Re: [PATCH v9 2/3] VT-d: wrap a _sync version for all VT-d flush interfaces

From: "Xu, Quan" <quan.xu@intel.com>
To: Jan Beulich <JBeulich@suse.com>
Cc: "dario.faggioli@citrix.com" <dario.faggioli@citrix.com>,
	"Wu, Feng" <feng.wu@intel.com>,
	"Tian, Kevin" <kevin.tian@intel.com>,
	"xen-devel@lists.xen.org" <xen-devel@lists.xen.org>
Subject: Re: [PATCH v9 2/3] VT-d: wrap a _sync version for all VT-d flush interfaces
Date: Thu, 7 Apr 2016 07:44:51 +0000	[thread overview]
Message-ID: <945CA011AD5F084CBEA3E851C0AB28894B878D2E@SHSMSX101.ccr.corp.intel.com> (raw)
In-Reply-To: <5703A2EC02000078000E3151@prv-mh.provo.novell.com>

On April 05, 2016 5:35pm, Jan Beulich <JBeulich@suse.com> wrote:
> >>> On 01.04.16 at 16:47, <quan.xu@intel.com> wrote:
> > The dev_invalidate_iotlb() scans ats_devices list to flush ATS
> > devices, and the invalidate_sync() is put after dev_invalidate_iotlb()
> > to synchronize with hardware for flush status. If we assign multiple
> > ATS devices to a domain, the flush status is about all these multiple
> > ATS devices. Once flush timeout expires, we couldn't find out which
> > one is the buggy ATS device.
> 
> Is that true? Or is that just a limitation of our implementation?
> 

IMO, both.
I hope vt-d maintainers help me double check it.

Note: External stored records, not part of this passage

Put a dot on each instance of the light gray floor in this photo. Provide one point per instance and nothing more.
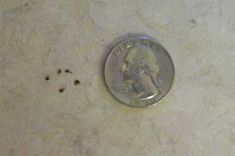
(38, 37)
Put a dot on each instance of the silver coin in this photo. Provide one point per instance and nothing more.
(138, 71)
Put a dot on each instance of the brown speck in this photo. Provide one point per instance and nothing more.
(193, 21)
(61, 90)
(47, 78)
(76, 82)
(26, 4)
(59, 71)
(68, 71)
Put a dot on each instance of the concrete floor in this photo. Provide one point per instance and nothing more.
(38, 37)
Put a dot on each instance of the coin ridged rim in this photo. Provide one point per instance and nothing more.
(134, 37)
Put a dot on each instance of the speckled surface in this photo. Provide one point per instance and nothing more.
(197, 117)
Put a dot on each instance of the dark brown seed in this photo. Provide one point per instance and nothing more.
(76, 82)
(47, 78)
(61, 90)
(68, 71)
(59, 71)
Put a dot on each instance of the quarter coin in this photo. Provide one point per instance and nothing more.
(139, 71)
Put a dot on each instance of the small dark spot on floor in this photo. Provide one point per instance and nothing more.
(76, 82)
(59, 71)
(68, 71)
(193, 21)
(12, 151)
(61, 90)
(47, 78)
(26, 4)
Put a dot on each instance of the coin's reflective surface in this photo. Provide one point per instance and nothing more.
(138, 71)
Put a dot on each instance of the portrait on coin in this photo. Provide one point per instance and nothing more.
(140, 71)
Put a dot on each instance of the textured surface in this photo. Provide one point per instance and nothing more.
(197, 118)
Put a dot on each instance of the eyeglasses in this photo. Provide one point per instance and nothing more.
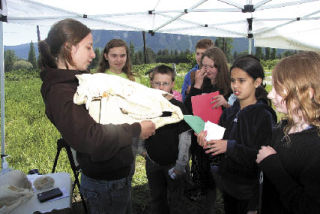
(158, 84)
(210, 66)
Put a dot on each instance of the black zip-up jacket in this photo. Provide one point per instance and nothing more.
(246, 131)
(292, 175)
(103, 151)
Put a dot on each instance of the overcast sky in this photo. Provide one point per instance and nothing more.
(15, 34)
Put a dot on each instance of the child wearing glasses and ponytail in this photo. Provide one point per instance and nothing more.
(213, 76)
(167, 151)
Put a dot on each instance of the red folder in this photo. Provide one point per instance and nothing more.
(202, 107)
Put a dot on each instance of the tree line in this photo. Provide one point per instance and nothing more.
(12, 62)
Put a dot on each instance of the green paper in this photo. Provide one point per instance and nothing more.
(195, 122)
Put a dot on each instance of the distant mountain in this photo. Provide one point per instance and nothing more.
(157, 42)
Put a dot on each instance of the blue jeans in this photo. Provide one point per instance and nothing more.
(165, 193)
(106, 197)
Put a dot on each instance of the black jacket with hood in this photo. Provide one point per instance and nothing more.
(103, 151)
(247, 130)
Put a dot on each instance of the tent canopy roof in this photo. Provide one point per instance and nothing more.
(291, 24)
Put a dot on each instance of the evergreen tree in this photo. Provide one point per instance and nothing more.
(259, 53)
(151, 56)
(9, 59)
(267, 54)
(32, 56)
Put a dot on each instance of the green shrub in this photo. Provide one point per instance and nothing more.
(22, 65)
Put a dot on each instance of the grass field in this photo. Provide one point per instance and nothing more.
(30, 139)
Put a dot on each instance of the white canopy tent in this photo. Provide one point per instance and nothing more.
(287, 24)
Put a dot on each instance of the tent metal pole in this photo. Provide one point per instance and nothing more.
(144, 47)
(2, 95)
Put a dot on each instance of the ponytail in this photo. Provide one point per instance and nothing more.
(262, 94)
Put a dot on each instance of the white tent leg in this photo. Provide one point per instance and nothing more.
(2, 93)
(250, 46)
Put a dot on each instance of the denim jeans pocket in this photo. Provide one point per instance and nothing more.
(96, 201)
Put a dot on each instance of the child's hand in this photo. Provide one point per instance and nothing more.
(201, 138)
(264, 152)
(199, 76)
(218, 101)
(216, 147)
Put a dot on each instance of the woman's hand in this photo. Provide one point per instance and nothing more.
(148, 128)
(199, 76)
(216, 147)
(264, 152)
(201, 138)
(218, 101)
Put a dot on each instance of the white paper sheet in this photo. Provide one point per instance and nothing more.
(214, 131)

> > Then, The invalidate_sync() variant (We need to pass down the device's
> > SBDF to hide the ATS device) is put within dev_invalidate_iotlb() to
> > synchronize for the flush status one by one.
> 
> I don't think this is stating current state of things. So ...
> 
> > If flush timeout expires,
> > we could find out the buggy ATS device and hide it. However, for other
> > VT-d flush interfaces, the invalidate_sync() is still put after at present.
> > This is inconsistent.
> 
> ... taken together, what is inconsistent here needs to be described better, as well
> as what it is you do to eliminate the inconsistency. Note that you should not
> refer back (or imply knowledge of) the previous discussion on the earlier
> version.
> In any of that discussion is useful here, you need to summarize it instead.
> 

I will continue to summarize it and send out later.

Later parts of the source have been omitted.